Perubahan, penghapusan serta penambahan pasal-pasal baru dalam RUU Cipta Kerja atas pasal-pasal yang mengatur mengenai Pengupahan, demi dan atas nama investasi Negara melepaskan tanggung jawabnya dalam memberikan dan menjamin bahwa upah yang diterima pekerja/buruh harus dapat memenuhi kebutuhan hidup yang layak bagi kemanusiaan,

  1. Menghilangkan larangan pengusaha membayar upah di bawah upah minimum;
  2. Menghapus ketentuan Upah Minimum Kabupaten/Kota dan Sektoral yang merupakan bentuk perlindungan pengupahan yang sangatlah fundamental bagi pekerja/buruh;
  3. Melagalisasi kewajiban membayar upah berdasarkan kesepakatan serta upah berdasarkan satuan waktu. Upah berdasarkan satuan waktu jelas tidak memberikan kepastian bagi pekerja/buruh untuk mendapatkan penghidupan yang layak, dan mengaburkan prinsip no work no pay tanpa batasan syarat jelas keberlakuannya;
  4. Melahirkan norma baru dalam pengupahan yaitu Upah Minimum Padat Karya dimana nominalnya dapat lebih rendah dari Upah Minimum Provinsi. Jika ini terjadi jelas akan menyebabkan diskriminasi dan tidak terwujudnya penghidupan serta imbalan yang layak bagi pekerja/buruh yang bekerja pada industri padat karya;
  5. Menghilangkan fungsi serikat pekerja/serikat buruh untuk dapat merundingkan upah di atas upah minimum. Hal ini jelas melanggar hak dasar serikat pekerja/serikat buruh;
  6. Melahirkan norma baru dalam pengupahan yaitu upah pada usaha mikro dan kecil dimana nominalnya didasarkan pada kesepakatan para pihak, sehingga jelas pekerja/buruh pada usaha mikro dan kecil tidak dapat mewujudkan penghidupan serta imbalan yang layak.
  • Ketentuan Mengenai Pemumutusan Hubungan Kerja (PHK).Pasal yang diubah: Pasal 150, Pasal 151, Pasal 153, Pasal 156, Pasal 157, Pasal 160 UUK;Pasal yang dihapus: Pasal 152, Pasal 154, Pasal 155, Pasal 158, Pasal 159, Pasal 161, Pasal 162, Pasal 163, Pasal 164, Pasal 165, Pasal 166, Pasal 167, Pasal 168, Pasal 169, Pasal 170, Pasal 171, Pasal 172 UUK;Pasal baru: Pasal 151A, Pasal 154A, Pasal 157A.
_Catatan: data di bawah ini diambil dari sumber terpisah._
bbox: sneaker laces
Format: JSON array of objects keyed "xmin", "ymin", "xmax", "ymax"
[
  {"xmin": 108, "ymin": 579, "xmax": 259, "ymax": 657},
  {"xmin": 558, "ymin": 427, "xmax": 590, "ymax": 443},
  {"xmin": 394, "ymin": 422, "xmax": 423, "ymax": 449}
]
Dengan mengubah dan menghapus pasal-pasal mengenai PHK dalam UUK, menunjukkan bahwa Negara tidak lagi memandang bahwa PHK sebagai hal yang harus dihindari karena sangat berdampak pada penghidupan pekerja dan keluarganya.

Bagi pekerja/buruh, putusnya hubungan kerja berarti permulaan masa pengangguran dengan segala akibatnya. Sehingga untuk menjamin kepastian dan ketenteraman hidup kaum pekerja/buruh seharusnya tidak ada pemutusan hubungan kerja. Prinsip ini jelas tertuang dalam Pasal 151 ayat (1) Undang-Undang Nomor 13 Tahun 2003 Tentang Ketenagakerjaan yang menyatakan “Pengusaha, pekerja/buruh, serikat pekerja/ serikat buruh, dan pemerintah, dengan segala upaya harus mengusahakan agar jangan terjadi pemutusan hubungan kerja.”. Dengan demikian RUU Cipta Kerja telah:

  1. Menghilangkan prinsip utama PHK. Hal ini jelas berdampak pada hilangnya hak atas pekerjaan, dimana PHK dapat dilakukan dengan mudah. Negara dapat dianggap telah melepaskan tanggung jawabnya dalam melakukan perlindungan kepada pekerja/buruh;
  2. Menghilangkan hak dan kewenangan Serikat Pekerja/Serikat Buruh dalam melakukan pembelaan terhadap anggotanya yang terkena PHK;
  3. Mengurangi hak atas uang penghargaan masa kerja, dan menghilangkan uang penggantian hak antara lain berupa penggantian perumahan serta pengobatan dan perawatan sebagai salah satu hak pekerja/buruh yang mengalami PHK. Hal ini jelas merupakan degradasi dari perlindungan kesejahteraan bagi pekerja/buruh, dan merupakan bentuk pelepasan tanggung jawab Negara dalam melindungi dan mensejahterakan pekerja/buruh.
  • Ketentuan Pidana dan Sanksi Administratif.Pasal yang diubah: Pasal 185, Pasal 186, Pasal 187, Pasal 188, Pasal 190 UUK;Pasal yang dihapus: Pasal 184 UUK.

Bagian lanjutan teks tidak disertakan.